Plastics in rivers - understanding the behavior of plastic particles through hydrodynamics

Plastic in the environment is finally receiving the attention that an emerging pollutant of global concern requires, but there remain many knowledge gaps in the field. Moving forward, research efforts should focus on understanding the dynamics of plastic pollution; rivers play a key role as the primary conduit between land and sea. From a hydrological perspective, a key question is which processes drive the transport and fate of river plastics. The objective of this study is to link plastic particles and their properties to river hydrodynamics and transport processes.

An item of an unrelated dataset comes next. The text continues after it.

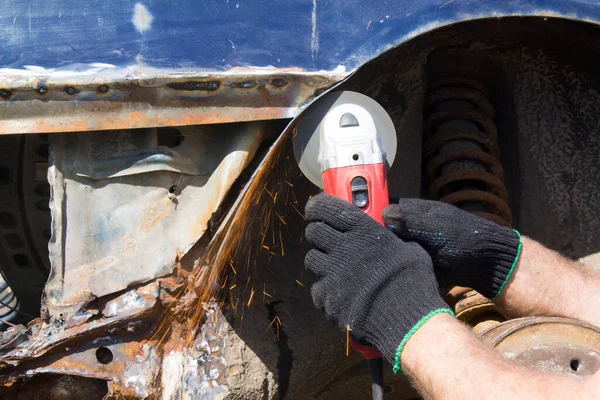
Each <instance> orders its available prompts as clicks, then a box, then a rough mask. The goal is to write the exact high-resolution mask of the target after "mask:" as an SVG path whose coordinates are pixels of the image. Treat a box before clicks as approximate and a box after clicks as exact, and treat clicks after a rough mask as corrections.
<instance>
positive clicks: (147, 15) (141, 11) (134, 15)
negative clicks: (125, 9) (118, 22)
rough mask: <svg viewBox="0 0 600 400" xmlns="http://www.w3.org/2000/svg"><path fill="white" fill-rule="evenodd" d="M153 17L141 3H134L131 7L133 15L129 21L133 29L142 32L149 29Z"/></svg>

We conducted a detailed analysis of three months (Jun-Aug 2018) in an ongoing field data collection in the Hillsborough River in Florida. For each month, we have five surface and water column samples that were collected in the cross-section with a 500 μm mesh neuston net and a detailed flow profile created by an Acoustic Doppler Current Profiler (ADCP). Samples are processed in the laboratory, and a subsample of plastics is analyzed with a microRaman spectrometer. Particles are categorized by mass, count, size, shape, and polymer type. With the samples taken at different positions, we investigate the impact of particle properties on transport, and the ADCP data provides high-quality river hydrology data. Combining these field datasets, we are examining how hydrology and transport processes such as advection, dispersion and settling affect the transport of plastics. The samples show different distribution and movement patterns at changing flow conditions. Concentrations ranged from 0.3 to over 3 counts/m3 with particle sizes between 0.1 and 80 mm. In June, the plastic was concentrated at the surface, and the plastic was passing down through the water column due to settling and vertical mixing. In July and August, with higher flows and shear stress, the sediment resuspended particles as well. Turbulence and hydrology are also causing uneven horizontal distributions.

This work contributes to the understanding of transport mechanisms and variation of plastic in rivers, particularly in coastal and urbanized waterways. This is one of the first studies using and analyzing detailed hydrologic field data to look at transport and retention of plastic loads. This work is essential to enhance the development of mitigation strategies and to forward modelling efforts.